Неожиданно Черышева прервала молчание:
– Скажите, вы действительно верите, что Петенька – убийца?
– Екатерина Михайловна, – со всей возможной мягкостью ответила Захарьина, – факты против него. Ну а что получится в конце концов, одному богу известно. Вы же знаете, труп Розенфельда мы нашли в подвале дачи вашей матушки, сами видите. Ну ладно, давайте прощаться. Надейтесь на лучшее. Люба, нам пора.
Сев в машину, Захарьина задумчиво сказала Сидоровой:
– Любушка, ведь есть же способы определить испачкана одежда при перетаскивании трупа или непосредственно в момент убийства, то есть в нашем случае это в процессе стрельбы?
– Ну, конечно, есть, – ответила Сидорова. – Когда преступник пачкается кровью жертвы при перетаскивании, перевозке, ну, в общем, при любом перемещении, следы характерные и легко локализуемы. А если кровь попала на одежду во время стрельбы, ситуация другая. Еще работающее сердце осуществляет функцию насоса, и мы видим следы другого типа. Конечно, вещи Брахмана постираны и замыты, но экспертиза подскажет нам все, что надо. Кстати говоря, отмыты вещи крайне плохо. Явно постирали в машинке обычным порошком.
– Я поняла, – обрадовалась Захарьина. – Люба, от тебя сейчас зависит судьба следствия. Брахман уверен, что ему ничего не грозит. Следы крови он легко признает. А вот их распределение по одежде может все изменить. Ну и, конечно, хорошо бы найти следы пороха. Так что, Люба, будем ждать новостей от тебя.
В то время как Захарьина и Сидорова навещали «скромное» жилье Брахмана, Федор Измайлов бродил по тихим улочкам и составлял схему расположения видеокамер, в поле зрения которых мог попасть подъезд убитого Розенфельда. Федор понимал полуофициальность своего положения. Честно говоря, он и не думал прикрываться выданным ему удостоверением. В организациях, которым принадлежали интересовавшие его камеры, Измайлов представлялся своим истинным титулом – начальник службы безопасности нефтяной компании Юнгфрау. Он вообще-то любил наблюдать, какое впечатление его установочные данные производят на имеющих с ним дело «безопасников». Конечно, Измайлов сразу же выслушивал глубокомысленные соображения о том, что все это было давно, записи наверняка не сохранились.
«Как же не сохранились», – ухмылялся про себя Измайлов. Уж что-что, а инструкцию он знал. Но он и не собирался переходить к разговору об инструкциях. Он объяснял просто: «Что бы и где ни пропало, это можно восстановить.
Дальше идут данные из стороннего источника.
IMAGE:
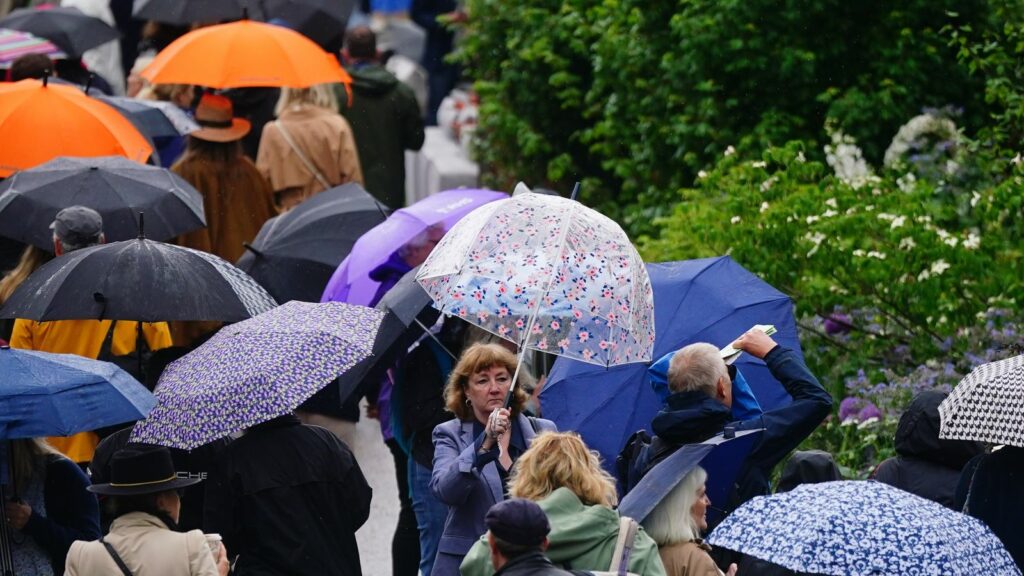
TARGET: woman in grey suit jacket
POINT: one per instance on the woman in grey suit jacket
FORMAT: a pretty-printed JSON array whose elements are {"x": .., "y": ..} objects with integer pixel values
[{"x": 474, "y": 452}]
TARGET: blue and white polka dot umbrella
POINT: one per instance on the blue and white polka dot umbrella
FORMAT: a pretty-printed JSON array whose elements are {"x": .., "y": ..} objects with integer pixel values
[{"x": 862, "y": 528}]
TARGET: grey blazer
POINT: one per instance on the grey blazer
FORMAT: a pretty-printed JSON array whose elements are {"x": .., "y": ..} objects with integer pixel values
[{"x": 468, "y": 493}]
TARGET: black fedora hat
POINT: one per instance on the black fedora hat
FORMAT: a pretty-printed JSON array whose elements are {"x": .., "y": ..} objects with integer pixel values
[{"x": 141, "y": 469}]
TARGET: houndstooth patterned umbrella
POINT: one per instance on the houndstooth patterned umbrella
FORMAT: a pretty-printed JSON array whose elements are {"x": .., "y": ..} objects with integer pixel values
[
  {"x": 860, "y": 529},
  {"x": 987, "y": 405}
]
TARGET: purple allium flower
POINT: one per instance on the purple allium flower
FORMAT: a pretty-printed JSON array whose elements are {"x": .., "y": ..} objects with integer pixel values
[
  {"x": 849, "y": 408},
  {"x": 868, "y": 411},
  {"x": 837, "y": 323}
]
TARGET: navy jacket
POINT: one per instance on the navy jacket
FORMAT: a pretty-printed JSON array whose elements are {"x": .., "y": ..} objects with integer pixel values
[
  {"x": 72, "y": 511},
  {"x": 691, "y": 416}
]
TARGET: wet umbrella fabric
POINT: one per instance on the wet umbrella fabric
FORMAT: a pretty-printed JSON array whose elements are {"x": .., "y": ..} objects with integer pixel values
[
  {"x": 187, "y": 11},
  {"x": 141, "y": 280},
  {"x": 702, "y": 300},
  {"x": 721, "y": 457},
  {"x": 244, "y": 54},
  {"x": 117, "y": 188},
  {"x": 32, "y": 113},
  {"x": 153, "y": 118},
  {"x": 294, "y": 254},
  {"x": 548, "y": 274},
  {"x": 72, "y": 31},
  {"x": 861, "y": 528},
  {"x": 14, "y": 44},
  {"x": 351, "y": 282},
  {"x": 987, "y": 405},
  {"x": 408, "y": 316},
  {"x": 43, "y": 394},
  {"x": 256, "y": 370}
]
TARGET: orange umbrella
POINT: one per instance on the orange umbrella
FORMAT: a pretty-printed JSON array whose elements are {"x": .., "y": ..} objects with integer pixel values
[
  {"x": 245, "y": 53},
  {"x": 39, "y": 122}
]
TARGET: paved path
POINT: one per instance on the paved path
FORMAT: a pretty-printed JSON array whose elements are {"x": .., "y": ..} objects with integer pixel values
[{"x": 375, "y": 536}]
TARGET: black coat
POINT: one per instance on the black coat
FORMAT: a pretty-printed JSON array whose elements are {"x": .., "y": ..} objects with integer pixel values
[
  {"x": 288, "y": 499},
  {"x": 992, "y": 491},
  {"x": 926, "y": 465}
]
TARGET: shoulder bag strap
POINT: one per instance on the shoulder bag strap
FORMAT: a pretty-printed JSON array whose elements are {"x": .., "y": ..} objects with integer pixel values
[
  {"x": 620, "y": 558},
  {"x": 117, "y": 558},
  {"x": 298, "y": 152}
]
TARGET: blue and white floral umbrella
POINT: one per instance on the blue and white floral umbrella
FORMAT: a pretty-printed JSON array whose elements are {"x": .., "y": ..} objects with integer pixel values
[
  {"x": 860, "y": 528},
  {"x": 257, "y": 370}
]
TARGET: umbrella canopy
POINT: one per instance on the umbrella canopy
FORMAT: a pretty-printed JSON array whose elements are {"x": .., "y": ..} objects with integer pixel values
[
  {"x": 47, "y": 121},
  {"x": 987, "y": 405},
  {"x": 154, "y": 118},
  {"x": 245, "y": 53},
  {"x": 721, "y": 457},
  {"x": 351, "y": 282},
  {"x": 72, "y": 31},
  {"x": 141, "y": 280},
  {"x": 256, "y": 370},
  {"x": 43, "y": 394},
  {"x": 14, "y": 44},
  {"x": 403, "y": 305},
  {"x": 549, "y": 274},
  {"x": 187, "y": 11},
  {"x": 861, "y": 528},
  {"x": 322, "y": 21},
  {"x": 704, "y": 300},
  {"x": 294, "y": 254},
  {"x": 115, "y": 187}
]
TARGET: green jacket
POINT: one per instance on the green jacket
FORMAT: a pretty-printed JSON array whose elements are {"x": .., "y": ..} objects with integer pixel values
[
  {"x": 582, "y": 538},
  {"x": 386, "y": 121}
]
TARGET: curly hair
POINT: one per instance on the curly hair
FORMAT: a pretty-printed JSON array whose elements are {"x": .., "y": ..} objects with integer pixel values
[
  {"x": 475, "y": 359},
  {"x": 562, "y": 460}
]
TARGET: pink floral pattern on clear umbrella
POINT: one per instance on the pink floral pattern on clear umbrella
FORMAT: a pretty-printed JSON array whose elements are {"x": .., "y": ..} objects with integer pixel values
[{"x": 548, "y": 274}]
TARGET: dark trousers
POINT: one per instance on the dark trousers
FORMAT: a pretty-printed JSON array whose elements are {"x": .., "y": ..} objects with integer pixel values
[{"x": 406, "y": 543}]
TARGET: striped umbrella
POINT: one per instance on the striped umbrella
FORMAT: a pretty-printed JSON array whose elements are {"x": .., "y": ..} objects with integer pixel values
[{"x": 14, "y": 44}]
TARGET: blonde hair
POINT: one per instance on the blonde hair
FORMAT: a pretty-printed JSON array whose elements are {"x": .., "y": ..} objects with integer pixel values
[
  {"x": 31, "y": 259},
  {"x": 562, "y": 460},
  {"x": 671, "y": 522},
  {"x": 321, "y": 95},
  {"x": 26, "y": 454},
  {"x": 476, "y": 359}
]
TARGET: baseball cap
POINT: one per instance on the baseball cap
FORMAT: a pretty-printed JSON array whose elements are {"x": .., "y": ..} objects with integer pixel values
[
  {"x": 78, "y": 224},
  {"x": 518, "y": 522}
]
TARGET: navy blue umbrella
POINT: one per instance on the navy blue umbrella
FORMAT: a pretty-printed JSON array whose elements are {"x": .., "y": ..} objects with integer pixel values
[
  {"x": 721, "y": 457},
  {"x": 43, "y": 394},
  {"x": 709, "y": 299}
]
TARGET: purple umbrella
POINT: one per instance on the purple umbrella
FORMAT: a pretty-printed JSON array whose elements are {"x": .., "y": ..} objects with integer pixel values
[
  {"x": 351, "y": 282},
  {"x": 257, "y": 370}
]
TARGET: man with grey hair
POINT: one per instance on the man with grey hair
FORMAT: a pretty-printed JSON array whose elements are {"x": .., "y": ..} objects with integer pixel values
[{"x": 700, "y": 404}]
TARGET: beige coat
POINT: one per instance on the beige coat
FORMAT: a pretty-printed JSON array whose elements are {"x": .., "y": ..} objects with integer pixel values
[
  {"x": 326, "y": 139},
  {"x": 688, "y": 559},
  {"x": 147, "y": 547}
]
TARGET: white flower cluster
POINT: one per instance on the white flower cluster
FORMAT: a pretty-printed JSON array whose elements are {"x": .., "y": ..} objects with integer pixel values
[
  {"x": 914, "y": 135},
  {"x": 847, "y": 160}
]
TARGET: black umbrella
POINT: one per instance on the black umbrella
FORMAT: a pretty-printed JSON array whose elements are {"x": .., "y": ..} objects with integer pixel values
[
  {"x": 115, "y": 187},
  {"x": 141, "y": 280},
  {"x": 410, "y": 313},
  {"x": 72, "y": 31},
  {"x": 294, "y": 254},
  {"x": 153, "y": 118},
  {"x": 322, "y": 21}
]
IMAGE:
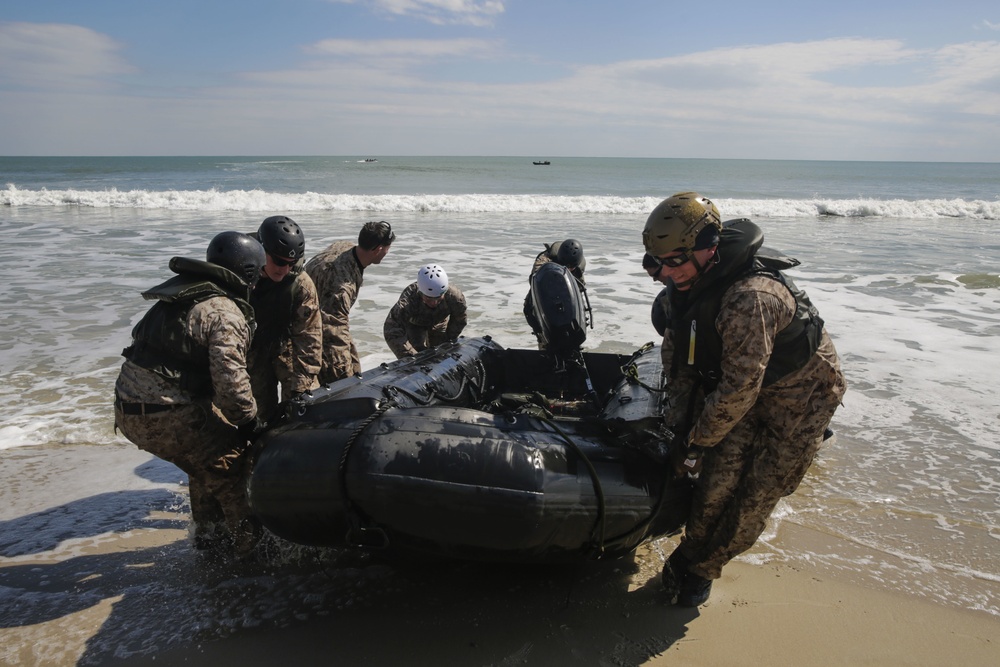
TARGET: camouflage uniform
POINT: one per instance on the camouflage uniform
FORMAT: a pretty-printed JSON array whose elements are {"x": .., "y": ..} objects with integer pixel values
[
  {"x": 287, "y": 347},
  {"x": 338, "y": 276},
  {"x": 412, "y": 325},
  {"x": 760, "y": 439},
  {"x": 197, "y": 433}
]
Конечно, для этого потребуется постараться и этот большой труд будет хорошо оплачен». Измайлов оставлял каждому из своих контрагентов по сто долларов, говоря при этом, что сумма будет утроена, если будет достигнут положительный результат. Федор Петрович оставлял номер своего телефона, добавляя при этом, что будет находиться неподалеку, а точнее – в кафе «Эрзерум». По пути склонный к иронии гигант размышлял о том, почему Эрзерум, откуда Эрзерум, почему название турецкого города, воспетого Пушкиным, вдруг как-то странно локализовалось на юго-западе Москвы. Ждать Измайлову пришлось недолго. Уже через двадцать минут позвонил работник службы безопасности расположенного вблизи от дома Розенфельда Челендж-банка и сказал, что у него есть то, что нужно Федору Петровичу. Федор пригласил молодого человека в кафе. Тот пришел с флешкой. Запись датировалась концом дня пятого июля и на ней был виден подъезд дома Розенфельда. Избавившись от информационного мусора, Федор получил в сухом остатке следующее.
В 18 часов 02 минуты в подъезд Розенфельда вошел человек, одетый точь-в-точь, как описал одежду Брахмана молодой художник Вова Крохин. Он шел спокойно, в руках у него были красивый модный кейс и большая спортивная сумка. Фигура этого человека весьма напоминала слегка располневшую фигуру Брахмана.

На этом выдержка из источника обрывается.